The builder applies conservative lower bounds before returning the plan. A zero-attempt smoke would skip probing entirely and the rollout would have no way to ever trigger an auto-rollback; a negative timeout would either crash urllib or hang forever; a negative inter-attempt delay would propagate straight into time.sleep and behave unpredictably across Python versions.
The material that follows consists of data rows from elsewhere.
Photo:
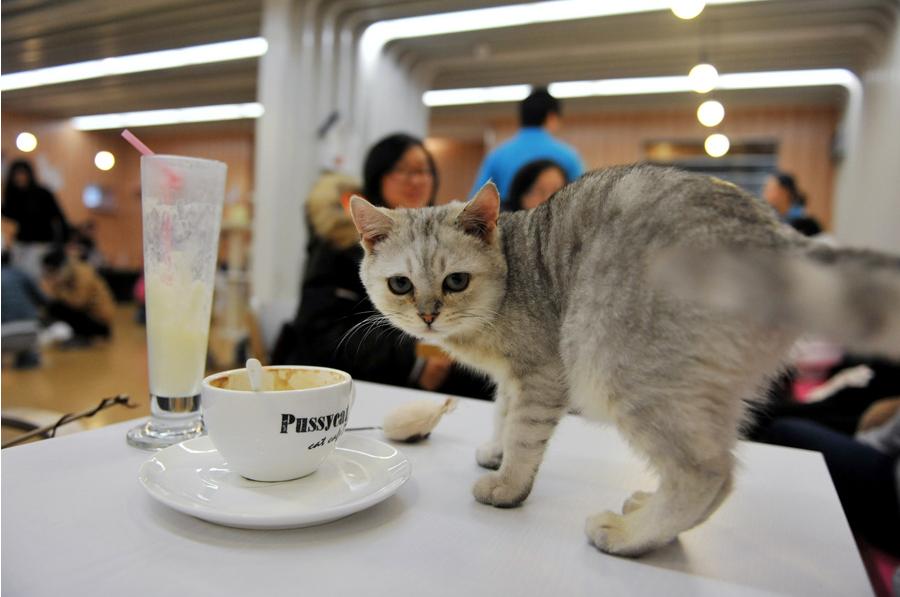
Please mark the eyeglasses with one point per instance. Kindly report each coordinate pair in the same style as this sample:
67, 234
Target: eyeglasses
409, 174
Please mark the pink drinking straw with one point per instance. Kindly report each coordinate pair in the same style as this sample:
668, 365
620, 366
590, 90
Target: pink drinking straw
136, 143
173, 182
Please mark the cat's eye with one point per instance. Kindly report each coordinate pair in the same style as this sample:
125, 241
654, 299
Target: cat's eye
456, 282
399, 284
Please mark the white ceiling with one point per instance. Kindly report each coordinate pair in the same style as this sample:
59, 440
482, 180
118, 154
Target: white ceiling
768, 35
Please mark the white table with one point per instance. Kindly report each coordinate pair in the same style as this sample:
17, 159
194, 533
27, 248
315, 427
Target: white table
75, 521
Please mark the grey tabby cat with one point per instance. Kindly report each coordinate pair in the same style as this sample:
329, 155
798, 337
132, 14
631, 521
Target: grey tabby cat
593, 301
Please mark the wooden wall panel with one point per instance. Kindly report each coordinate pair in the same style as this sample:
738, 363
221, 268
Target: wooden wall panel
65, 158
803, 134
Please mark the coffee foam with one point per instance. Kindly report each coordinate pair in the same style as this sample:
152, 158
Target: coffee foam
279, 380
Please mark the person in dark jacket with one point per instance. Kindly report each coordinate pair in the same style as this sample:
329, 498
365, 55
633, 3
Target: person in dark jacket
336, 325
40, 223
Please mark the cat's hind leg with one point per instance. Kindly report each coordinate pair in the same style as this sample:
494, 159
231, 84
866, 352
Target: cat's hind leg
690, 449
532, 415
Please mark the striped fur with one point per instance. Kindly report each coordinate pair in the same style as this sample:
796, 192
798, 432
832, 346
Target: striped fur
574, 306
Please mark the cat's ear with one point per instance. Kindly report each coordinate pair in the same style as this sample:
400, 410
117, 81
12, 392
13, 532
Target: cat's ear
479, 217
372, 223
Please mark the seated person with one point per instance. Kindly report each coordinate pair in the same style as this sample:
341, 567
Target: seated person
782, 193
534, 183
78, 296
336, 325
20, 302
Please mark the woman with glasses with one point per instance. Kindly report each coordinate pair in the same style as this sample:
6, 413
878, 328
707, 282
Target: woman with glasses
336, 325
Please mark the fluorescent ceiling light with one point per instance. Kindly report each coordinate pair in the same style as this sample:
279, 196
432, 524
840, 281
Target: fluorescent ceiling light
171, 116
761, 80
510, 16
476, 95
648, 85
136, 63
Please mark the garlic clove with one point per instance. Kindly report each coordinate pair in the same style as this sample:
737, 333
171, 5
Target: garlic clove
414, 421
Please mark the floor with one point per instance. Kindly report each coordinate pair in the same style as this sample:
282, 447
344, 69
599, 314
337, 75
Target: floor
70, 381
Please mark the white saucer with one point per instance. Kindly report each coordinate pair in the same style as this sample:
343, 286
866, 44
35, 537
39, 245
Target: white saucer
193, 478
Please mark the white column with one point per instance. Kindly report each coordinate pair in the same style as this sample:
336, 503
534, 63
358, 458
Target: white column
286, 162
867, 193
315, 65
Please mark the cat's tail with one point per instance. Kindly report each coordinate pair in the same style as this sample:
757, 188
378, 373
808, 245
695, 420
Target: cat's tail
851, 296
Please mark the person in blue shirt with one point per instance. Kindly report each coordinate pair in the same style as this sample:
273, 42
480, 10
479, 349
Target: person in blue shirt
540, 117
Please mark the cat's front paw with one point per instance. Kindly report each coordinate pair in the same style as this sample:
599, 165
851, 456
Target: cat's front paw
636, 501
618, 535
490, 455
494, 490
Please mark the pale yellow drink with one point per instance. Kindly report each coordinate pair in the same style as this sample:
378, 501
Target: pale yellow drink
178, 313
181, 206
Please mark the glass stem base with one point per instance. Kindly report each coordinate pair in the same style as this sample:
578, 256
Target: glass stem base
173, 420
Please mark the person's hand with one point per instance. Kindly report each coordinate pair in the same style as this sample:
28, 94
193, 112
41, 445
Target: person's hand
435, 372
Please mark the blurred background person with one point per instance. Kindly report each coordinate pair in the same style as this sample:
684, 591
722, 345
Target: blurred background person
40, 223
534, 184
19, 307
782, 193
540, 116
331, 327
77, 296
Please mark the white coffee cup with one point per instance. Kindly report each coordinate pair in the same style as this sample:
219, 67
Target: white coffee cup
283, 432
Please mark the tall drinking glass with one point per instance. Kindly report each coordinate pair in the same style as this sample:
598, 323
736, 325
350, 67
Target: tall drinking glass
182, 211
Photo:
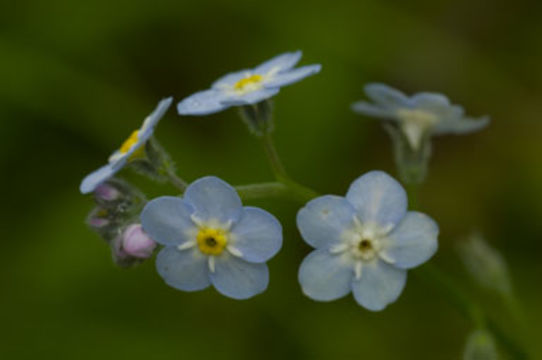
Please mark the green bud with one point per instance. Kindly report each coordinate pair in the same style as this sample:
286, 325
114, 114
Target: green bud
258, 117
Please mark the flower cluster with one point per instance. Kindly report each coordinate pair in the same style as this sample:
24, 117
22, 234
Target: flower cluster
364, 243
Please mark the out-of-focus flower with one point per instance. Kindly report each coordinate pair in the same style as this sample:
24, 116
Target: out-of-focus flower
210, 238
249, 86
480, 346
365, 242
418, 116
132, 148
486, 265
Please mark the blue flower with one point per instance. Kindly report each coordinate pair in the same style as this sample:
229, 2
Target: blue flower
210, 238
130, 149
249, 86
419, 115
365, 242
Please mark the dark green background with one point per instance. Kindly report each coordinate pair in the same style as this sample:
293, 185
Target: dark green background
78, 76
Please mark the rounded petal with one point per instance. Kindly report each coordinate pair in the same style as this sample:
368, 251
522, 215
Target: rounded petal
92, 180
250, 98
386, 96
378, 198
380, 284
324, 276
279, 63
228, 80
151, 120
257, 235
363, 107
413, 241
323, 220
292, 76
185, 270
213, 198
202, 103
167, 220
238, 279
461, 126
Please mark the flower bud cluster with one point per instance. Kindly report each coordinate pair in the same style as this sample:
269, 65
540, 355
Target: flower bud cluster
116, 219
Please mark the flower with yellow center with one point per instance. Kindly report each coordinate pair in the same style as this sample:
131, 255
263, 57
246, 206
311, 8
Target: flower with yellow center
209, 238
248, 87
131, 148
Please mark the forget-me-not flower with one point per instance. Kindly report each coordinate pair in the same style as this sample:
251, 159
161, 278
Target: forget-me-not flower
249, 86
365, 242
210, 238
422, 114
131, 148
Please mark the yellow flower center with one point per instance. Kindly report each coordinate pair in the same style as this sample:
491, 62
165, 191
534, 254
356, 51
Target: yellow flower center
211, 241
248, 83
131, 141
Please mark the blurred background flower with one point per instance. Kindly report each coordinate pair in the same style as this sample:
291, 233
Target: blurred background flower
79, 76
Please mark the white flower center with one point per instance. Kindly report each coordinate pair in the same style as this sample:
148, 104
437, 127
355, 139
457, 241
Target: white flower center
363, 243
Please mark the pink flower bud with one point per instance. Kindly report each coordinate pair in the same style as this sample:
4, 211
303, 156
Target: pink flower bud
107, 192
136, 243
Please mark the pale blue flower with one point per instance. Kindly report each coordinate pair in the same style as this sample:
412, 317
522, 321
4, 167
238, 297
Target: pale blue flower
249, 86
422, 114
365, 242
130, 149
210, 238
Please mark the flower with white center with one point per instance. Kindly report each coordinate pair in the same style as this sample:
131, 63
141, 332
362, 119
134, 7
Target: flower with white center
132, 147
249, 86
418, 116
365, 242
210, 238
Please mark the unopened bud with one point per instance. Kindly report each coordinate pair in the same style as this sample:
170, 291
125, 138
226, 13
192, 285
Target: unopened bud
480, 346
136, 242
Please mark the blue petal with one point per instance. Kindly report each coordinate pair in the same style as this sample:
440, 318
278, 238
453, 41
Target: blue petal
279, 63
292, 76
380, 284
258, 235
92, 180
202, 103
413, 241
238, 279
322, 220
167, 220
153, 119
362, 107
386, 96
461, 126
249, 98
185, 270
213, 198
230, 79
324, 276
378, 198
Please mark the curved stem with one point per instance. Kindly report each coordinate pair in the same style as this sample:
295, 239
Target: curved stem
302, 192
263, 190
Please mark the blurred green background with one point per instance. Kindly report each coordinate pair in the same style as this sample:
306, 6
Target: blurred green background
78, 76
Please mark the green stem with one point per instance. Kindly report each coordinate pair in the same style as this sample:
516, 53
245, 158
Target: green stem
264, 190
301, 192
174, 179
Clamping in one place means every downstream caller — CLI, environment variable, library call — gets the same safety net:

def plan_smoke_test(
    probe_url: str = DEFAULT_SMOKE_URL,
    expected_status: int = DEFAULT_SMOKE_STATUS,
    attempts: int = DEFAULT_SMOKE_ATTEMPTS,
    timeout_seconds: float = DEFAULT_SMOKE_TIMEOUT,
    attempt_delay_seconds: float = DEFAULT_SMOKE_DELAY,
) -> SmokePlan:
    return SmokePlan(
        probe_url=probe_url,
        expected_status=expected_status,
        attempts=max(1, attempts),
        timeout_seconds=max(0.001, timeout_seconds),
        attempt_delay_seconds=max(0.0, attempt_delay_seconds),
    )

Three tiny tests in test_rollout.pytest_plan_smoke_test_clamps_attempts_to_at_least_one, test_plan_smoke_test_clamps_negative_timeout, test_plan_smoke_test_clamps_negative_delay — pin those clamps so a future "let me just remove this max() call" refactor breaks the suite loudly.

Probing without opening a socket

The probe itself is a one-function HTTP client that collapses every failure mode into "did we see the expected status or not". The default prober uses urllib.request and treats any exception as status 0:

def default_prober(url: str, timeout: float) -> int:
    req = urllib.request.Request(
        url, headers={"User-Agent": "rollout-smoke/1.0"}
    )
    try:
        with urllib.request.urlopen(req, timeout=timeout) as resp:
            return int(resp.status)
    except urllib.error.HTTPError as exc:
        return int(exc.code)
    except Exception:
        return 0

Two design choices matter. First, an HTTPError (a real HTTP 4xx/5xx) is unwrapped to its numeric code rather than collapsed to zero — that way someone running a deploy that legitimately expects a 204 or a 403 from a private endpoint can configure the expected status and have the smoke pass without changes. Second, every other exception (connection refused, DNS failure, TLS error, timeout) becomes a 0, which the retry loop treats identically to a non-matching HTTP status. The caller never has to distinguish "the proxy returned 502" from "we could not even open a TCP socket to the proxy"; both mean "the new replica is not serving what we asked for, try again". The test test_default_prober_returns_zero_when_connection_refused monkeypatches urlopen to raise an OSError and asserts the function returns 0 instead of crashing.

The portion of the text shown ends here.